Опасна для себя и окружающих - Шайнмел Алисса
А если еще дольше, меня, пожалуй, оставят на второй год.
Легконожка скрещивает ноги под складным стулом, и ее бумажная униформа шуршит.
— Я знаю, что ты беспокоишься о школе…
— Ну разумеется я беспокоюсь о школе!
— Но тебе нужно сосредоточиться на том, где ты сейчас, а не на том, где ты хотела бы оказаться.
Я качаю головой. Физически невозможно еще больше сосредоточиться на том, где я сейчас. Я помню каждую трещинку и выбоину этих отвратительных зеленых стен. Я изучила каждый бугорок краски на потолке и каждую царапину серого линолеума на полу, прочитала каждую книжку, которую мне дали, по меньшей мере дважды. Куда уж больше?
— Не позволяй своим чувствам… — Легконожка делает паузу, подыскивая верное слово, — препятствовать улучшению. Ты отлично справляешься. Через пару дней я отправлю тебя на совместный душ, а скоро, возможно, ты будешь готова начать арт-терапию.
Я улыбаюсь. От таких привилегий рукой подать до отправления домой, так?
— То есть в итоге я не очень много пропущу в школе?
Легконожка качает головой:
— Не стоит зацикливаться на школе. У нас еще много работы.
— Но вы же сами сказали, что я отлично справляюсь.
— Ханна, еще даже не назначили дату слушания по твоему делу.
— Почему? — Агнес упала четыре недели назад. (Теперь, когда я знаю сегодняшнее число, подсчитать несложно.)
Легконожка пожимает плечами, будто это не так уж и важно, будто хочет сказать: «Судебная система перегружена, сама понимаешь».

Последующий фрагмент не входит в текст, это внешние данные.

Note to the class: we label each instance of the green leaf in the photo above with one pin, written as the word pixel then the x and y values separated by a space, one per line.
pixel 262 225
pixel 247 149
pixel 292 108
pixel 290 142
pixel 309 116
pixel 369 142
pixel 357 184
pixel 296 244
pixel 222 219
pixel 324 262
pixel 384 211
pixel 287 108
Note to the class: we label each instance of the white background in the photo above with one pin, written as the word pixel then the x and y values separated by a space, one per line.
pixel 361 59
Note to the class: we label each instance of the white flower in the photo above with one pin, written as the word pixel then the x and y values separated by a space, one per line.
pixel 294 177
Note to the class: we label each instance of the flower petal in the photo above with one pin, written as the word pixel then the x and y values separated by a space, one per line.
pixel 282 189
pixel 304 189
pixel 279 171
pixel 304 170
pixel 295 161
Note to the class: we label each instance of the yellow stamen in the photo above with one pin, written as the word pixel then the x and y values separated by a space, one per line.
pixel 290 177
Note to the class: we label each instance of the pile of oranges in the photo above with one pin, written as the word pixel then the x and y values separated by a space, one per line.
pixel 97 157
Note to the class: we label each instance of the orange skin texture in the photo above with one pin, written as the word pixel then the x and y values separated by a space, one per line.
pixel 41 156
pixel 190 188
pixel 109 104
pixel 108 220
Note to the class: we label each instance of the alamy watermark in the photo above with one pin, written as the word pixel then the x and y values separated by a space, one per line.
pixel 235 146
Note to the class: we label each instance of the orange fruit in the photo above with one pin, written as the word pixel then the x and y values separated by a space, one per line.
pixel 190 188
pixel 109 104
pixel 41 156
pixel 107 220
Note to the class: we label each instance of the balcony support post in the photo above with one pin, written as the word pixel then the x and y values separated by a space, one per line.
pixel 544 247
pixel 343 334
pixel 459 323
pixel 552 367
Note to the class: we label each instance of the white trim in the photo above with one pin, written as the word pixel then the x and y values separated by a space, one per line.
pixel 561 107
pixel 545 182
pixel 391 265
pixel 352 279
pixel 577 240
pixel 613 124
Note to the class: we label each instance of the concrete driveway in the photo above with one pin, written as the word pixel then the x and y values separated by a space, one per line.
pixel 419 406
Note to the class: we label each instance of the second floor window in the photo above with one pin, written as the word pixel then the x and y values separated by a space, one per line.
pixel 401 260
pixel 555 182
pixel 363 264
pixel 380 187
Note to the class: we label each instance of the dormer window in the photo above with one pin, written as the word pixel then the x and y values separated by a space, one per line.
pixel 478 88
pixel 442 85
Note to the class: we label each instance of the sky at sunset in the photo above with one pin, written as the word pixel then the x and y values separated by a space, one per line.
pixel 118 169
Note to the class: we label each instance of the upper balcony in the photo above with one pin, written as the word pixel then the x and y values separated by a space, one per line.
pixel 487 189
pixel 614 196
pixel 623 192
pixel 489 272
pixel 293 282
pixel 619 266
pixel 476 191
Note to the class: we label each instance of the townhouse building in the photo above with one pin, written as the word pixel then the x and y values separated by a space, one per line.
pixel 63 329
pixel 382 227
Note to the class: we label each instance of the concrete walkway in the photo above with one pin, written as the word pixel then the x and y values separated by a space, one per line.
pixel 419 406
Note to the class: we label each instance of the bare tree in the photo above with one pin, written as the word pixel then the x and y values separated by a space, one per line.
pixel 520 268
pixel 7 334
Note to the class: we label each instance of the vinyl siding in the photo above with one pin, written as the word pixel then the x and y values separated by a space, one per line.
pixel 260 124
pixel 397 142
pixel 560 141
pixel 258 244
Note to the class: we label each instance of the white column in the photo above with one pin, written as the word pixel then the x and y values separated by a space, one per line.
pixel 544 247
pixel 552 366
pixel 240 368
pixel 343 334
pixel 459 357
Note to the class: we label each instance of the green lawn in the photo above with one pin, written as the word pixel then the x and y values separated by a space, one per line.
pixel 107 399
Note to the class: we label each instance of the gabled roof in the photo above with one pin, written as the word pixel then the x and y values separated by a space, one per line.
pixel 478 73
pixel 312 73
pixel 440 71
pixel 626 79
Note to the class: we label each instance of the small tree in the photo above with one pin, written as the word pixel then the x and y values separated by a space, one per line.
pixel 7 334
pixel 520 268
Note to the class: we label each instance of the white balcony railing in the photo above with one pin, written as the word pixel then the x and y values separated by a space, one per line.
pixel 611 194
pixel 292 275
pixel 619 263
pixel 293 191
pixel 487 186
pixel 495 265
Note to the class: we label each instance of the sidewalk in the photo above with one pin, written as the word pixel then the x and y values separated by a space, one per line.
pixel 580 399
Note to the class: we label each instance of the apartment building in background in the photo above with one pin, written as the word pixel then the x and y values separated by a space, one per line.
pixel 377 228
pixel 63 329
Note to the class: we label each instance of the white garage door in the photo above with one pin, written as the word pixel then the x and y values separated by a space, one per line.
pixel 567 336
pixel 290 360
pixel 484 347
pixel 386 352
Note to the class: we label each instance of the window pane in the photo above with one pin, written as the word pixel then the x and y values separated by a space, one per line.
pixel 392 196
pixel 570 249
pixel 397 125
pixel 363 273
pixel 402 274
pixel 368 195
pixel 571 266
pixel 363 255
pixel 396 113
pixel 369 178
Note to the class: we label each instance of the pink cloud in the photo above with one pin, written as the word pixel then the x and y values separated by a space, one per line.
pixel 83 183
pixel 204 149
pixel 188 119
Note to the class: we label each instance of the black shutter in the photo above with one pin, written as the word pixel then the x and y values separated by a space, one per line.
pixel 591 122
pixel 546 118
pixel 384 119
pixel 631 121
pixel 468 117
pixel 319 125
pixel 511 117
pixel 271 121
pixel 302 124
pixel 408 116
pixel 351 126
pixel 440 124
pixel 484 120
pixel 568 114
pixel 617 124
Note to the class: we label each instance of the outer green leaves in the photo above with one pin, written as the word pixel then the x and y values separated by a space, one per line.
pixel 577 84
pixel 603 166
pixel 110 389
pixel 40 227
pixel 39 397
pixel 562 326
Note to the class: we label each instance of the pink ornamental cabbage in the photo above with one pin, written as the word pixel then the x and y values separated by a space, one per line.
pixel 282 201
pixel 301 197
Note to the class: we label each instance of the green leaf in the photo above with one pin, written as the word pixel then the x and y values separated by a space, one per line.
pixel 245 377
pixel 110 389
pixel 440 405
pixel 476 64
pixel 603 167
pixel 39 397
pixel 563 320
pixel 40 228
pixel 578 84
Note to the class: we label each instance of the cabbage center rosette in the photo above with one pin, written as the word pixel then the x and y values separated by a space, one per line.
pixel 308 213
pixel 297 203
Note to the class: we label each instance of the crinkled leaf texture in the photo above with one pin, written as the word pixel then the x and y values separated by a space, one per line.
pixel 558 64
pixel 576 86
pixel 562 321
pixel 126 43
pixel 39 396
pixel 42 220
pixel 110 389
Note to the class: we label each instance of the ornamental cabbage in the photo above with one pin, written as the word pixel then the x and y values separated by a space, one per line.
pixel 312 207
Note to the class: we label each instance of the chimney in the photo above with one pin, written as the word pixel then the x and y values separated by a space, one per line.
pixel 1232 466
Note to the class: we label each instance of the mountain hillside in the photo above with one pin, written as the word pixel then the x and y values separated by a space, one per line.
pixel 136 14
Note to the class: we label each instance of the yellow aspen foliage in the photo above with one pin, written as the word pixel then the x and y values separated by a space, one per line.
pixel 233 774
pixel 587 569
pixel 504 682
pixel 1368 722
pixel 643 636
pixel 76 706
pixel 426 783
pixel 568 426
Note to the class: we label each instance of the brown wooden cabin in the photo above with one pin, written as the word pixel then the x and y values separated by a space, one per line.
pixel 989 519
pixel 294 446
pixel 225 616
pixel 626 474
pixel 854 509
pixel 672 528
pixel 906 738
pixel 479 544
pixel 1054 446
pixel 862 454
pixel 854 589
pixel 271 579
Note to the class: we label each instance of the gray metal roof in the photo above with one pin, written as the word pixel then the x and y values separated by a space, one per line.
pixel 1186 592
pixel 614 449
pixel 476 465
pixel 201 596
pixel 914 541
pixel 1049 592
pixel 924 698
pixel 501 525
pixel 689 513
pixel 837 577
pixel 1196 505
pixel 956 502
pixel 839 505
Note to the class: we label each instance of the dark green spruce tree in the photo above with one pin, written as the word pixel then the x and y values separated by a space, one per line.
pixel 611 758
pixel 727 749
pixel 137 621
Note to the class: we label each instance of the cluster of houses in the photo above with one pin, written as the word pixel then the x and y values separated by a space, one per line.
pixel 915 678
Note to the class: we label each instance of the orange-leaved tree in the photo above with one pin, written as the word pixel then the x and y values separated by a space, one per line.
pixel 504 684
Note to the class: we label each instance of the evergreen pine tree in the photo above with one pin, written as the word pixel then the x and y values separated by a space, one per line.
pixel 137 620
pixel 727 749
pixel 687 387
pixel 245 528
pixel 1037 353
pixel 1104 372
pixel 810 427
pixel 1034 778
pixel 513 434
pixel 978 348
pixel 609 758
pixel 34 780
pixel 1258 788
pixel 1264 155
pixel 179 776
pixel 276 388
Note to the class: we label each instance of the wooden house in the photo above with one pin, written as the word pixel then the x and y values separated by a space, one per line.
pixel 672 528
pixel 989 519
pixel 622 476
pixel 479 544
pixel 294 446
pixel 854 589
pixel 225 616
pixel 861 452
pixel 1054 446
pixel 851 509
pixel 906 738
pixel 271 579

— А вы не можете позвонить судье? — спрашиваю я.
— И что я ему скажу?
Я сжимаю губы, кусая их изнутри, чтобы она не видела. «Скажи ему, чтобы назначил дату слушания! Объясни, что это идиотское недоразумение мне всю жизнь сломает!» Я так злюсь, что даже смотреть на нее не могу.
Я слышу голос матери: она ругает судебную систему, которая вынуждает заключенных дожидаться суда в тюрьмах наподобие Райкерс-Айленд. «Просто дети! — воскликнула она как-то раз. — Несовершеннолетние! В общаке».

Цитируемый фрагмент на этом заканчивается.